On 3 September 2020, Indian Coast Guard (ICG) headquarters received a call for assistance with regard to a tanker, MT New Diamond, with an onboard fire off the coast of Sri Lanka. In coordination with Sri Lankan Navy, Air Force and Coast Guard, and the Indian Navy and following aerial reconnaissance, ICGS Shaurya reached the scene as a first responder and commenced fire fighting. Following escalation more Indian coast guard vessels were dispatched including ICGS Samudra Paheredar and ICGS Sarang, Sujay, Ameya and Abheek. Dornier aircraft assisted in carrying material. Tugs assisted in preventing the tanker from drifting towards the shore.
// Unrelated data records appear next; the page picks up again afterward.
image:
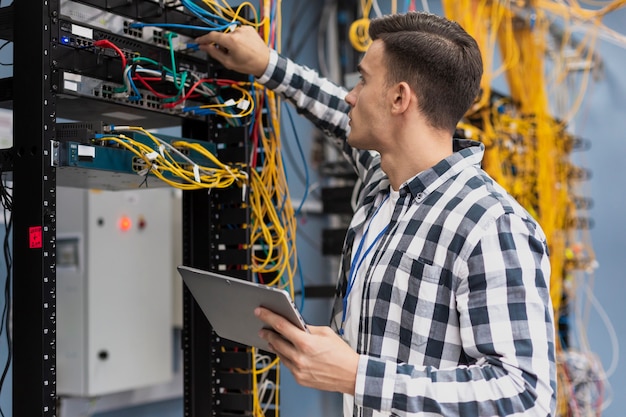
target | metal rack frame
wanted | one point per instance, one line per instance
(34, 233)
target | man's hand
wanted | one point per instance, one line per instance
(319, 359)
(241, 50)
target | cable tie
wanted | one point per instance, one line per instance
(152, 156)
(243, 104)
(196, 173)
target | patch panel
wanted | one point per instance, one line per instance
(83, 161)
(118, 24)
(107, 101)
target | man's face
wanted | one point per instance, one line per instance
(369, 115)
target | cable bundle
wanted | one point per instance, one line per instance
(528, 148)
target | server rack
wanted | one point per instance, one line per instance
(210, 389)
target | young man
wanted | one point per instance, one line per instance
(443, 303)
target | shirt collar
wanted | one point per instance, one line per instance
(466, 153)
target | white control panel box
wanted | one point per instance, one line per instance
(114, 290)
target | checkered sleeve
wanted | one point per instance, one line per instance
(319, 100)
(507, 334)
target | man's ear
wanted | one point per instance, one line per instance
(402, 95)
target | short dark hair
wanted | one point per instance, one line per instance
(437, 58)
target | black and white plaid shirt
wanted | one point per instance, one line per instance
(456, 317)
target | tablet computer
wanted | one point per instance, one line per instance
(229, 303)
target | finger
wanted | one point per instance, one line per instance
(280, 324)
(278, 344)
(212, 37)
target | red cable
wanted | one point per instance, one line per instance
(105, 43)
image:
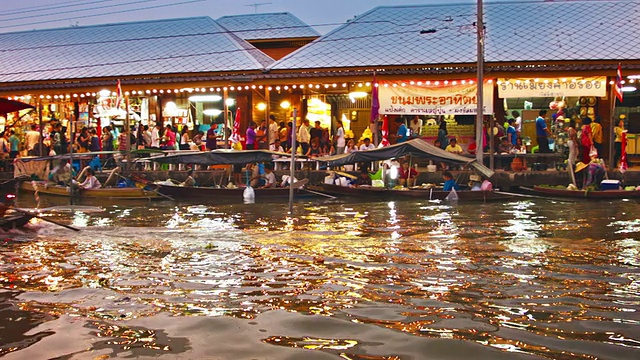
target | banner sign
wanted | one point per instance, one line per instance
(454, 98)
(527, 88)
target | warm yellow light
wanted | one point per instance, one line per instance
(357, 94)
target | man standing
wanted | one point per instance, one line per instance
(32, 139)
(212, 139)
(518, 118)
(273, 130)
(401, 135)
(596, 134)
(316, 133)
(304, 136)
(251, 136)
(542, 131)
(416, 127)
(155, 137)
(339, 138)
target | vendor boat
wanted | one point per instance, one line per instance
(583, 194)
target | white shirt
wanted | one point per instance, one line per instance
(155, 137)
(270, 179)
(273, 132)
(416, 127)
(340, 141)
(32, 138)
(519, 123)
(91, 182)
(364, 147)
(303, 134)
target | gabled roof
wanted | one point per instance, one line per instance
(267, 26)
(446, 34)
(190, 45)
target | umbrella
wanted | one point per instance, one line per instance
(9, 106)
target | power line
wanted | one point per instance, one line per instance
(79, 10)
(246, 31)
(60, 5)
(170, 57)
(107, 13)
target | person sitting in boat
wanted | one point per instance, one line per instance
(268, 179)
(364, 179)
(190, 181)
(475, 182)
(407, 175)
(90, 182)
(453, 147)
(449, 182)
(594, 175)
(61, 174)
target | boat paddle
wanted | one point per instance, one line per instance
(44, 219)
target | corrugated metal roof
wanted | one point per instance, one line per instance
(190, 45)
(446, 34)
(267, 26)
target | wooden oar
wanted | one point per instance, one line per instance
(319, 193)
(44, 219)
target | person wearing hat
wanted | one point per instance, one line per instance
(594, 175)
(364, 179)
(542, 132)
(475, 182)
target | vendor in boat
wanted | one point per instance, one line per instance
(62, 174)
(594, 174)
(364, 179)
(90, 182)
(268, 179)
(407, 175)
(190, 181)
(449, 182)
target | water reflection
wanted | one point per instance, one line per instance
(522, 277)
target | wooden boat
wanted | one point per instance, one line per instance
(412, 193)
(128, 193)
(214, 194)
(14, 221)
(581, 194)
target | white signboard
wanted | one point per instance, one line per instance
(528, 88)
(429, 98)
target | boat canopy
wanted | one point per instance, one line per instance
(218, 157)
(415, 147)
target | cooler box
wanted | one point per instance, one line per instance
(610, 185)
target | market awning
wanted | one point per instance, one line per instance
(416, 147)
(218, 157)
(8, 106)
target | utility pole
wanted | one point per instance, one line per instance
(480, 84)
(255, 6)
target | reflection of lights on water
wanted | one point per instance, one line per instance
(525, 231)
(312, 343)
(80, 219)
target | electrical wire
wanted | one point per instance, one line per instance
(106, 13)
(78, 10)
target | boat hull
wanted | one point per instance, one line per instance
(580, 194)
(14, 221)
(47, 188)
(213, 194)
(423, 194)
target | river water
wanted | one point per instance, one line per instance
(529, 278)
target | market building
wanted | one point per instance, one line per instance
(423, 57)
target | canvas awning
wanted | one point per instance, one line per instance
(218, 157)
(416, 147)
(8, 106)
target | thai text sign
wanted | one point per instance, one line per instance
(453, 98)
(524, 88)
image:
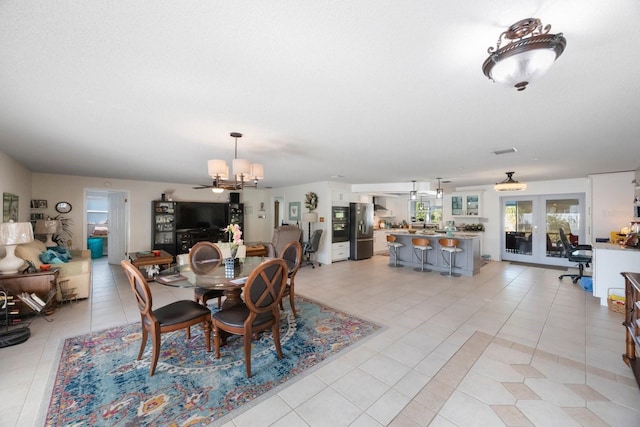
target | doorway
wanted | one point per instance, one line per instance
(106, 219)
(530, 227)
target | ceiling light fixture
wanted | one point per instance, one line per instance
(245, 173)
(529, 54)
(439, 192)
(510, 184)
(413, 195)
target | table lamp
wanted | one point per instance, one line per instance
(310, 217)
(48, 227)
(12, 234)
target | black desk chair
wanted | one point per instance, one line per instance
(572, 253)
(311, 247)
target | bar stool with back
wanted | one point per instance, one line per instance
(451, 246)
(393, 247)
(422, 245)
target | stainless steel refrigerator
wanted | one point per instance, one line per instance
(360, 230)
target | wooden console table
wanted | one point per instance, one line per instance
(632, 322)
(40, 283)
(146, 259)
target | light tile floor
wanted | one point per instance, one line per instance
(510, 346)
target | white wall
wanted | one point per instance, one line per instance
(612, 206)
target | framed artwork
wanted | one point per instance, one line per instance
(9, 207)
(38, 204)
(294, 211)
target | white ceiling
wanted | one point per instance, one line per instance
(373, 91)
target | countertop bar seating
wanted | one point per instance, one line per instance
(467, 262)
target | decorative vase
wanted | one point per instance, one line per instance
(229, 267)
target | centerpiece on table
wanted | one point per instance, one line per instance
(235, 240)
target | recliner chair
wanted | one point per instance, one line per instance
(571, 253)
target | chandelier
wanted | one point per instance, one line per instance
(413, 194)
(244, 173)
(529, 54)
(509, 184)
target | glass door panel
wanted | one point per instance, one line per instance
(524, 219)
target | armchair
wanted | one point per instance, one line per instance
(580, 254)
(281, 236)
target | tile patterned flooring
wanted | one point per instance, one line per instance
(511, 346)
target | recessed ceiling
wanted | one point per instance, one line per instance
(371, 91)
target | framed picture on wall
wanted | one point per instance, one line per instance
(38, 204)
(9, 207)
(294, 211)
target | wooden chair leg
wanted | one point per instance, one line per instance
(206, 325)
(247, 353)
(216, 340)
(155, 354)
(143, 342)
(293, 306)
(275, 331)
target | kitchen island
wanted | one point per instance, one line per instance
(467, 262)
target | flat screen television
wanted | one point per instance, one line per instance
(201, 216)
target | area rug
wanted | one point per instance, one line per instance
(99, 382)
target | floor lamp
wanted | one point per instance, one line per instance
(310, 217)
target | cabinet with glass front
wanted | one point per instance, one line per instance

The ICG also assisted with X-Press Pearl.

== Commentary ==
SAGAR and associated documents are a continuation of India's thinking for the Indian Ocean region.

In the first five years since the phrase was first used by the Prime Minister, various government officials and documents have referred to SAGAR as a "vision, concept, policy and doctrine". SAGAR has also been called an "approach", a "declaration of national intent", and "a conceptual framework". Countries in the Indian Ocean region are interested in seeing how India implements its vision. SAGAR, a geopolitical construct, is meshed with Sagarmala, a project to improve domestic maritime infrastructure and logistics. SAGAR can take priority over Sagarmala. India's 2015 publication Indian Maritime Security Strategy under the Integrated Headquarters in New Delhi briefly lists SAGAR however does not elaborate on the interconnectedness.